Reputation: 222471
I need to calculate a most frequent element in a matrix based on the neighbor values and itself. I found a generic_filter function which I used to calculate what I wanted. So here is how I can do this for a 2d array
arr = np.array([
[1, 2, 4],
[5, 6, 7],
[2, 4, 4]
])
def most_frequent(arr):
def most_frequent(val):
return Counter(val).most_common(1)[0][0]
footprint = [[1, 1, 1], [1, 1, 1], [1, 1, 1]]
return ndimage.generic_filter(arr, most_frequent, footprint=footprint, mode='constant')
print most_frequent(arr)
This returns me
[[0 0 0]
[0 4 0]
[0 0 0]]
Ignore the elements on the edge. As you see the middle element is 4 because this is a most frequent element among the neighbors and the value.
The big problem is that I need to do the same thing for a 3d matrix. So for a matrix like this
arr = np.array([
[[1, 1], [2, 2], [4, 4]],
[[5, 5], [6, 6], [7, 7]],
[[2, 2], [4, 4], [4, 4]]
])
I expect to get [0, 0]
everywhere and [4, 4]
in the middle. This fails with RuntimeError('filter footprint array has incorrect shape.')
. The worse thing that I have doubts that I can use generic_filter here because the docs say:
cval : scalar, optional Value to fill past edges of input if mode is ‘constant’.
So how can I solve my problem?
Upvotes: 0
Views: 418
Reputation: 18628
Here a fully vectored solution.
First make flattened neighborhoods:
(n,m,_)=M.shape
(sn,sm,s2)=M.strides
newshape=(n-2,m-2,9,2)
newstrides=(sn,sm,2*s2,s2)
neighborhoods=np.lib.stride_tricks.as_strided(M,newshape,newstrides)
"""
array([[[[1, 1],
[2, 2],
[4, 1],
[1, 1],
[5, 5],
[6, 6],
[7, 7],
[2, 3],
[2, 2]],
[[2, 2],
[4, 1],
[1, 1],
[5, 5],
[6, 6],
[7, 7],
[2, 3],
[2, 2],
[4, 1]]]])
"""
Then you have to pack the two components to use np.unique
which work with 1D arrays.
assuming M.dtype
is int32, you can do that by view:
packed_neighborhoods=np.ascontiguousarray(neighborhoods).view(int64)

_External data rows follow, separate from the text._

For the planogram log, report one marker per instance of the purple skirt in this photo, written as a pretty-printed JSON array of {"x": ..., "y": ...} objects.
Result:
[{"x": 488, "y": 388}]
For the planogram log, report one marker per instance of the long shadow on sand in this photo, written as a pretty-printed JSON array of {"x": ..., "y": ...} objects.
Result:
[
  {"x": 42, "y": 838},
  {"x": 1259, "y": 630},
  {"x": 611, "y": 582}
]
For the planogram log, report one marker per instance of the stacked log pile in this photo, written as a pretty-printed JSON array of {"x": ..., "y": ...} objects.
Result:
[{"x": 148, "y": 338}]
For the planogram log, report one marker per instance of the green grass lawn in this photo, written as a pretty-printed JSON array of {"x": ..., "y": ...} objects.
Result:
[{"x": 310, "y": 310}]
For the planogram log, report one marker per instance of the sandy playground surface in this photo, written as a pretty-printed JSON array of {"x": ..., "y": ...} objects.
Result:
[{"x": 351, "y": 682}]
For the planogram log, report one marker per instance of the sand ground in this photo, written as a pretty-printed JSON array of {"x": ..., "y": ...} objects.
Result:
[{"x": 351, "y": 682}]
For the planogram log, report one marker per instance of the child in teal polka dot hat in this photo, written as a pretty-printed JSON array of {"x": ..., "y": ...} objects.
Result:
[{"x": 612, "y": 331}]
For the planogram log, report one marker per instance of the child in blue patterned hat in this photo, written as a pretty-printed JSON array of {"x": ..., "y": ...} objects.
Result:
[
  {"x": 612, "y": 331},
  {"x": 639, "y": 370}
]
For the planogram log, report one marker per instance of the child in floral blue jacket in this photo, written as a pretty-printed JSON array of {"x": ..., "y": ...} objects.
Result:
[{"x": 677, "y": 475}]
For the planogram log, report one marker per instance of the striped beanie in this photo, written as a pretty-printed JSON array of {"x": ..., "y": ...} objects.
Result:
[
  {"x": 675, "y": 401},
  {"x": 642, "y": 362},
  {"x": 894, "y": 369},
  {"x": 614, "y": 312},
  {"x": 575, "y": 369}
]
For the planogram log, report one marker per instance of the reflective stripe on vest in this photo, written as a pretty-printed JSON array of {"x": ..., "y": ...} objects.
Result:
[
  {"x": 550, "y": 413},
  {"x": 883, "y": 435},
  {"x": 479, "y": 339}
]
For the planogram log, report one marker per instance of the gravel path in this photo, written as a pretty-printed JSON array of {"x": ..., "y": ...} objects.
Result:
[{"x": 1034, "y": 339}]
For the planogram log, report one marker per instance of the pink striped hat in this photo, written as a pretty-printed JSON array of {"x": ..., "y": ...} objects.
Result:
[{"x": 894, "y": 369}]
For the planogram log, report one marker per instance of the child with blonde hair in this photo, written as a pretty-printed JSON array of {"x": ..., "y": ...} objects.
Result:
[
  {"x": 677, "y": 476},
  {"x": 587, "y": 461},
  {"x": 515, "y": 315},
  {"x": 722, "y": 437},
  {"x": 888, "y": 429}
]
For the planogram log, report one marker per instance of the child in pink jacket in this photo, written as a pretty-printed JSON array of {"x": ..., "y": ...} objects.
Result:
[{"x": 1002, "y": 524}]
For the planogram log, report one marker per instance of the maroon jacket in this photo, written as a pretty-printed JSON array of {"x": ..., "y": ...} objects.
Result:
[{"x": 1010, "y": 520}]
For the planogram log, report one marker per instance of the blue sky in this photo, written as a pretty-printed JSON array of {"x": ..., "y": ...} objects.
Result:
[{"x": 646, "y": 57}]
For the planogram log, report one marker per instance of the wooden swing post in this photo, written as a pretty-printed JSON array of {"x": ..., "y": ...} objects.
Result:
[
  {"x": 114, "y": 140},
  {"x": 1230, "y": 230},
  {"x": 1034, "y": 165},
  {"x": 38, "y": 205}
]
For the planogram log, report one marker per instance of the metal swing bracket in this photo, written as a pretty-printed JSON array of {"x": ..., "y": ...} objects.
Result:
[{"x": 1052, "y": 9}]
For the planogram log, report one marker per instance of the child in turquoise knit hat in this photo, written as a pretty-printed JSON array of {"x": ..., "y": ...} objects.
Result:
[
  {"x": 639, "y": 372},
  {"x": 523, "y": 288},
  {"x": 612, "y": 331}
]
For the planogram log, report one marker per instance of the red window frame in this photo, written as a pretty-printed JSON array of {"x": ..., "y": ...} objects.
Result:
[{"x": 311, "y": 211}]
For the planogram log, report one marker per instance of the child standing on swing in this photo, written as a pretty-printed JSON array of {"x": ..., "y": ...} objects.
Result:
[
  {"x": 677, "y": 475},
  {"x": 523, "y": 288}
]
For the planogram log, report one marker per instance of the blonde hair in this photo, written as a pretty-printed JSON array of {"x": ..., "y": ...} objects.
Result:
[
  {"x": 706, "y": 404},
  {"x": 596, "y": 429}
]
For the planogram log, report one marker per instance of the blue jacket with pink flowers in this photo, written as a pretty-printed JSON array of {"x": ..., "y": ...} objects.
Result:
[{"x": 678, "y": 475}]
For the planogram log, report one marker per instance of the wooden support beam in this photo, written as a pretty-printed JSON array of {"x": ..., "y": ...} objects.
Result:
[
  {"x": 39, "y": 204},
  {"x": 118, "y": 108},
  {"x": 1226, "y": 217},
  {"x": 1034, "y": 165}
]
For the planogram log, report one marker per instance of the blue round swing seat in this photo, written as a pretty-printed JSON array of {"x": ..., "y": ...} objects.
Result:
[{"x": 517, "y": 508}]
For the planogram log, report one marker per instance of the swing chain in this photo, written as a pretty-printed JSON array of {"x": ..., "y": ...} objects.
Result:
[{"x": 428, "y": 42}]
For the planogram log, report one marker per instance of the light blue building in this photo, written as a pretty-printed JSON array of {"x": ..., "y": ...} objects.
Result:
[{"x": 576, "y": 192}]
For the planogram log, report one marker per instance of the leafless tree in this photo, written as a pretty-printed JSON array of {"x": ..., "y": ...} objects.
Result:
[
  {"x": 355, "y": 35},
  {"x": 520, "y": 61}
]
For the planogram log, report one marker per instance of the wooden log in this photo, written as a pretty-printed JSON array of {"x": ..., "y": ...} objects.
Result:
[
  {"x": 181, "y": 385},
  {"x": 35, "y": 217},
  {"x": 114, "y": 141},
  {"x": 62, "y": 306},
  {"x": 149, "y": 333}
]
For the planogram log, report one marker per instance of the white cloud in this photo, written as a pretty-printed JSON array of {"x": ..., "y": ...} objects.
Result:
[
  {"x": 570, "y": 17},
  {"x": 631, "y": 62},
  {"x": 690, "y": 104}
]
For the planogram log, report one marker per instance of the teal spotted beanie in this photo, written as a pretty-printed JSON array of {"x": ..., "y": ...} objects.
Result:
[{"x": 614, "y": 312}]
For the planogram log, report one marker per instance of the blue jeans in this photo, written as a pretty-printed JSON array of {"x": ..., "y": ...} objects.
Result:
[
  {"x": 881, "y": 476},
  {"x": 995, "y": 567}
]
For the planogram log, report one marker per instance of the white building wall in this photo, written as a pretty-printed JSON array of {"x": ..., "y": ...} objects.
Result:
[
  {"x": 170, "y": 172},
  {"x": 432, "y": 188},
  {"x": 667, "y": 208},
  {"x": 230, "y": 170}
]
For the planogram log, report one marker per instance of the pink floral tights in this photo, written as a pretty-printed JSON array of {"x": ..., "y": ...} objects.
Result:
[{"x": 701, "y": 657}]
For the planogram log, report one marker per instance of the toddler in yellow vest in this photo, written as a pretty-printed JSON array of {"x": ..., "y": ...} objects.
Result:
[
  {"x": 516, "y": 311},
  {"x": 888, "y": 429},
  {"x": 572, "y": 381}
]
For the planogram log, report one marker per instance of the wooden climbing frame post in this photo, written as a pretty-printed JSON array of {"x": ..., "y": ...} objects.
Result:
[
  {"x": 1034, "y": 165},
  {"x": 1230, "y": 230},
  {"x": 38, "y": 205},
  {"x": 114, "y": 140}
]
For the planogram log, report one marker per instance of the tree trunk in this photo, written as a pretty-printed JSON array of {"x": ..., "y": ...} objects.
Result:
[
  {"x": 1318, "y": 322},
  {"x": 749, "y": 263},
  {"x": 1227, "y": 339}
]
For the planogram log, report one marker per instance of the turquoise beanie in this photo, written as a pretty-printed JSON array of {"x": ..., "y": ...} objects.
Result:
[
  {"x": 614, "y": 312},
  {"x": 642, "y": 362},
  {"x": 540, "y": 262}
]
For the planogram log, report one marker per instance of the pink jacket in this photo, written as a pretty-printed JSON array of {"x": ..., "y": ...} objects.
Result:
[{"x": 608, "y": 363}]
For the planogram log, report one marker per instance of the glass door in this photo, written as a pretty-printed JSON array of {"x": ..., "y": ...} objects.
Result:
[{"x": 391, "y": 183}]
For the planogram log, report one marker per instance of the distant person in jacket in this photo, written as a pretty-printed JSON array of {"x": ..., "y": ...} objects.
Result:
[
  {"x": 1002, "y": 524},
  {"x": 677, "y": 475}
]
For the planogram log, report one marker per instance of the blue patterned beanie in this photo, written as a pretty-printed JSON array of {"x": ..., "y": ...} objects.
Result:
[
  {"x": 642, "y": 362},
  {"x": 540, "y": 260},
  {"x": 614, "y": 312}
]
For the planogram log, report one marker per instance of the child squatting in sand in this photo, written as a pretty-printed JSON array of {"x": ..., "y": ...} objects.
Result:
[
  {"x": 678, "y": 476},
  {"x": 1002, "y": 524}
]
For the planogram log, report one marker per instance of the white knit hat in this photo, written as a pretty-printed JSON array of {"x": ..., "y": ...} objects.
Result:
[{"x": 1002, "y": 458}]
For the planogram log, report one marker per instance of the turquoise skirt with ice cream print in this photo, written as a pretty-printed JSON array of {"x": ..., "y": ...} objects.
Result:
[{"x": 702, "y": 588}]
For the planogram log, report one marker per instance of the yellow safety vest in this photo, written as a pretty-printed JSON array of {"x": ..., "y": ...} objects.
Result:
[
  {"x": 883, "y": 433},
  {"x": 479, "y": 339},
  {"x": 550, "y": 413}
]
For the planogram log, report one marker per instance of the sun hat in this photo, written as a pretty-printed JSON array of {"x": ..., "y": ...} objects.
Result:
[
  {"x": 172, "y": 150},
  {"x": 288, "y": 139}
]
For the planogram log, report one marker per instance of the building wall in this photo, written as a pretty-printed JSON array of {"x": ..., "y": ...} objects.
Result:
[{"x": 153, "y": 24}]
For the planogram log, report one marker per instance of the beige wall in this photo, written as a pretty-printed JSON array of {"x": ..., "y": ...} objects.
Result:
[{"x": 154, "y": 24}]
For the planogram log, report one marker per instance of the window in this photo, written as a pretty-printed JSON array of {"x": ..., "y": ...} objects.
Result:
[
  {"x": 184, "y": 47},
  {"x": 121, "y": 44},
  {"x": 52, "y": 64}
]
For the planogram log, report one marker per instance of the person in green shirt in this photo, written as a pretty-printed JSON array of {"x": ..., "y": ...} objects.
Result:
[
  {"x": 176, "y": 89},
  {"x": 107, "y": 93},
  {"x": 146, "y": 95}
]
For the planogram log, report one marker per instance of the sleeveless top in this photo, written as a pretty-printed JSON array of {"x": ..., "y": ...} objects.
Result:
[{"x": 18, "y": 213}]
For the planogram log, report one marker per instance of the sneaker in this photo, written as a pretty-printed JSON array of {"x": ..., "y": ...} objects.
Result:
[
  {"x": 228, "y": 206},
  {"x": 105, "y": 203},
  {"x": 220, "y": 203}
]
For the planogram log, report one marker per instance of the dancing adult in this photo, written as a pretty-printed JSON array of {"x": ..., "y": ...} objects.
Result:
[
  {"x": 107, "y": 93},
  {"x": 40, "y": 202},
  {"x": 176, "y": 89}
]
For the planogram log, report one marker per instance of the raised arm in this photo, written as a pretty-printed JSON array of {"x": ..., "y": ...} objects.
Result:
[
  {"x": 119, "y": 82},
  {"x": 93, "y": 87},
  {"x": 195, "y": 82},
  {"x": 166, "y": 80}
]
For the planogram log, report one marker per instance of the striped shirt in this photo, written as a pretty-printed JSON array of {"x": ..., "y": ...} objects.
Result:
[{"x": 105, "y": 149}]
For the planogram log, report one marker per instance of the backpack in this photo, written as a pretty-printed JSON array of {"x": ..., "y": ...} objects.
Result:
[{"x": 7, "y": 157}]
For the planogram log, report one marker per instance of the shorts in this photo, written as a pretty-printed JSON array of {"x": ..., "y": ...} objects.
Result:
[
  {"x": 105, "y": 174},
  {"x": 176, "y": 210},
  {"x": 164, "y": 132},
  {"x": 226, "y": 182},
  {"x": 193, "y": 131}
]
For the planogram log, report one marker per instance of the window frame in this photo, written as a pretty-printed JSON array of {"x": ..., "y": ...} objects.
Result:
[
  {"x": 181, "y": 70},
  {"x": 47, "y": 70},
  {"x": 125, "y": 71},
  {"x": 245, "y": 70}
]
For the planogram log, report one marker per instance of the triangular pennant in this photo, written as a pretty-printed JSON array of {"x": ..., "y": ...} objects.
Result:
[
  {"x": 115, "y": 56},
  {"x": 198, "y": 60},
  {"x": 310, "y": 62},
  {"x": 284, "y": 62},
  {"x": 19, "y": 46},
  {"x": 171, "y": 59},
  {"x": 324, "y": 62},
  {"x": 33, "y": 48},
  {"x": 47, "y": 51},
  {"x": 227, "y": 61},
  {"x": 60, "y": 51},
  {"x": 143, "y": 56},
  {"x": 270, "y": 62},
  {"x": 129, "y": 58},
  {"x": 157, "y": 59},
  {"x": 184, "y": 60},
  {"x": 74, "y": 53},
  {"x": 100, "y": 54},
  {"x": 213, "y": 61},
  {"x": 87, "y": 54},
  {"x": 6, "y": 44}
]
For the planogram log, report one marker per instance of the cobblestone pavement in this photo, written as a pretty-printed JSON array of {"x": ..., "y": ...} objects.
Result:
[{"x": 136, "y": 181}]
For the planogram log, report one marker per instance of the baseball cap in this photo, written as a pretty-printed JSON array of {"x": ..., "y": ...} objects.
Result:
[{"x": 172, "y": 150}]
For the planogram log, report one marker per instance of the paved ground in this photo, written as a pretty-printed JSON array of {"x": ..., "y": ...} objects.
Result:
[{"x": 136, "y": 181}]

In [5]: packed_neighborhoods.shape
Out[5]: (1, 2, 9, 1)
Now we define a function that take a 1D array and find the indice of the most frequent , based on np.unique
:
def mostfreq(arr):
_,index,counts=unique(arr, return_index=True, return_counts=True)
return index[counts.argmax()]
Apply it on the good axis:
ind2=apply_along_axis(mostfreq,2,packed_neighborhoods).squeeze()
And there is the result, including other indices.
ind0,ind1=indices(neighborhoods.shape[:2])
print(neighborhoods[ind0,ind1,ind2])
"""
[[[1 1]
[4 1]]]
"""
But your solution has same performance at the moment ;(.
Upvotes: 1
Reputation: 222471
One way I have found how to achieve this is by doing something like
def most_frequent(M):
x, y, _ = arr.shape
res = np.zeros((x - 2, y - 2, 2))
for i in xrange(1, x - 1):
for j in xrange(1, y - 1):
neighbors = [M[i - 1, j - 1], M[i - 1, j], M[i - 1, j + 1], M[i, j - 1], M[i, j], M[i, j + 1], M[i + 1, j - 1], M[i + 1, j], M[i + 1, j + 1]]
res[i - 1, j - 1] = Counter([tuple(_) for _ in neighbors]).most_common(1)[0][0]
return res
Still looking for a better solution (the one that does not involve my 2 loops).
Upvotes: 0